Coca/Cocaine, Corruption, Crime, Law & Justice, Media, Provinces

Press Group: Three Peru Journalists Threatened in September

The International Press Institute, an Austrian-based press freedom organization, has reported that three Peruvian journalists received death threats in September, part of a deterioration in media freedom outside of capital Lima.

According to the IPI, journalist Kety Vela of Tocache, in the northern central jungle of the Upper Huallaga, reported receiving threatening phone calls since August. “She also said that an assassin had confessed to being paid more than $1,800 to kill her,” IPI said.

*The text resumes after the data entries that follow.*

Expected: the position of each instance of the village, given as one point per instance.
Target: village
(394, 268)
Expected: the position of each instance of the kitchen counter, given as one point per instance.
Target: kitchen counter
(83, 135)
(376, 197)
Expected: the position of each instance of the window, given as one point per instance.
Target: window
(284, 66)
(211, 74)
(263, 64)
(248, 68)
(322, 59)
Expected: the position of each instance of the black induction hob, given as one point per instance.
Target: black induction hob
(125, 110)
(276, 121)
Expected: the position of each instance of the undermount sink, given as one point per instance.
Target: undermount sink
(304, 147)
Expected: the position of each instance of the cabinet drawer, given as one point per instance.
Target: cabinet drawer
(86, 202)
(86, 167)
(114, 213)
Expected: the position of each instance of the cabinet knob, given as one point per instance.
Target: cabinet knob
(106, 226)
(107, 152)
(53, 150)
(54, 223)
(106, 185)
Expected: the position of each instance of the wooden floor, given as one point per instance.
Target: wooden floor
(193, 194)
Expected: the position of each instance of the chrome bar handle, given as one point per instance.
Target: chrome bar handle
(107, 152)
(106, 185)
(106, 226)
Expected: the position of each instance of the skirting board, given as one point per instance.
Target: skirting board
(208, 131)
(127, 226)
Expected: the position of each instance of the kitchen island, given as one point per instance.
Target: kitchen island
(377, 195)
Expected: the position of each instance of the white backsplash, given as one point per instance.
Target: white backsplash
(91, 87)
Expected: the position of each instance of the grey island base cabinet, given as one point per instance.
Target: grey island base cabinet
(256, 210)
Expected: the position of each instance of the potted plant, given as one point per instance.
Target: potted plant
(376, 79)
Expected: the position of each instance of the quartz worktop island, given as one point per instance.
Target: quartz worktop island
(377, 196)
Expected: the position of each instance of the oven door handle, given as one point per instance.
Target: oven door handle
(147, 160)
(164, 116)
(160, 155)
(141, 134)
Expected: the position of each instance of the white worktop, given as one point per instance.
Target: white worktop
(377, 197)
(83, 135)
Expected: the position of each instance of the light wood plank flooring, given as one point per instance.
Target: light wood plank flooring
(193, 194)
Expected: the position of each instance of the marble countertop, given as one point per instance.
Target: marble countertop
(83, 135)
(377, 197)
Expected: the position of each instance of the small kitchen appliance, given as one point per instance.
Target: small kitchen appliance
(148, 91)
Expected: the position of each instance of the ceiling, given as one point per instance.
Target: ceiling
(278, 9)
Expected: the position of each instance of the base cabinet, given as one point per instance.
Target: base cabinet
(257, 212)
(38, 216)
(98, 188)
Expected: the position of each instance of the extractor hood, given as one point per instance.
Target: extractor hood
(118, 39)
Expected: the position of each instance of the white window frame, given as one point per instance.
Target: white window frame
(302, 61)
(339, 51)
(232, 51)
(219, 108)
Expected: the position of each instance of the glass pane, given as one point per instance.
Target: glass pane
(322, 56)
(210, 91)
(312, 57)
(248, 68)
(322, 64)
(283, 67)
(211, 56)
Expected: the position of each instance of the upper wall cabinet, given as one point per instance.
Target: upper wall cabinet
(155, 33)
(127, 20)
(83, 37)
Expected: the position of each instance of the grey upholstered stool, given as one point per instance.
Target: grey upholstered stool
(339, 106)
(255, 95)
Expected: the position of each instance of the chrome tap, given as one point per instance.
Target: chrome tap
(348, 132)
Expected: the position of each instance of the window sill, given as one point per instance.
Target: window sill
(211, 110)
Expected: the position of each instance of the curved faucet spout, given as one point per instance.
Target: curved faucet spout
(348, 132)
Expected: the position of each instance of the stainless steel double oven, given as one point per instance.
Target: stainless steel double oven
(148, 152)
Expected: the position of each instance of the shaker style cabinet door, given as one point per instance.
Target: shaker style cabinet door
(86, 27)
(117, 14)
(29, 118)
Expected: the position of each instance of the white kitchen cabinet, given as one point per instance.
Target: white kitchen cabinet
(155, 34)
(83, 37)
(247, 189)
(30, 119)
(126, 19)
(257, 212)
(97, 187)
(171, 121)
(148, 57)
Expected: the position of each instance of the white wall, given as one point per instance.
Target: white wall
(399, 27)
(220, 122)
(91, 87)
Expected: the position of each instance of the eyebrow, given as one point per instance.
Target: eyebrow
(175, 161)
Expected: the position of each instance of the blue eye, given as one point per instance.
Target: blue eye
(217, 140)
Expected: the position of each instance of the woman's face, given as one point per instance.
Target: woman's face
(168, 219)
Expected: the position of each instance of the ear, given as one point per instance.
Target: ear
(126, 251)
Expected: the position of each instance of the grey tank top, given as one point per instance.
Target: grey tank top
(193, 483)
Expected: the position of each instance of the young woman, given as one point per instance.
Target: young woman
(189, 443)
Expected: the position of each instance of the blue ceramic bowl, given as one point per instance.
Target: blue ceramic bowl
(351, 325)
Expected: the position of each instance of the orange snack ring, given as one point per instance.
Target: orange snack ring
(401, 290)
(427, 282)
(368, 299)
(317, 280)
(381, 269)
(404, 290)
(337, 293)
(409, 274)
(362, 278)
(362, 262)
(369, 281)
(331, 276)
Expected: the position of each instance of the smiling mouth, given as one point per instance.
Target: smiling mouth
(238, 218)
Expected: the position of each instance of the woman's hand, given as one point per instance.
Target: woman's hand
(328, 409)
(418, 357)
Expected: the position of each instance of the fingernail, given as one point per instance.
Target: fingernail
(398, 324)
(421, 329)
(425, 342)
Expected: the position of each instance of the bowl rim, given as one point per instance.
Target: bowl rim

Vela began receiving the threats following a report on alleged links between drug traffickers and the mayor of Tocache.

In addition, radio journalists Segundo Alvines and Braulio Rojas in Bagua, in Amazonas region, said they had received threatening leaflets at their homes after reporting on municipal corruption allegations.

The death threats, which were detailed in an IPI report this week on press freedom in Latin America, are in addition to the killing of two journalists in Peru last month. “The printed flyers the journalists received told them to leave the news program and said they would be killed if they refused to do so,” IPI said.

Two other regional journalists were also reported as being intimidated in September, the organization said.

These incidents were in addition to the murder of two journalists in Peru in September, and the killing of another reporter earlier in the year.

In early September, television journalist Pedro Flores died from gunshot wounds. Flores, 36, covered farming news in the coastal town of Casma in Ancash region north of Lima for his own Vision Agraria show on TV. Police have been investigating whether the incident was politically motivated.

Shortly after, Jose Oquendo Reyes, a radio journalist in southern Chincha area, who was known for his critical reports on local authorities, was also gunned down.

Meanwhile, in May, radio journalist Julio Castillo was shot to death during lunch in the city of Viru, on the north coast in La Libertad department.

Since 1992, six journalists have been killed in Peru for their work, according to the Committee to Protect Journalists.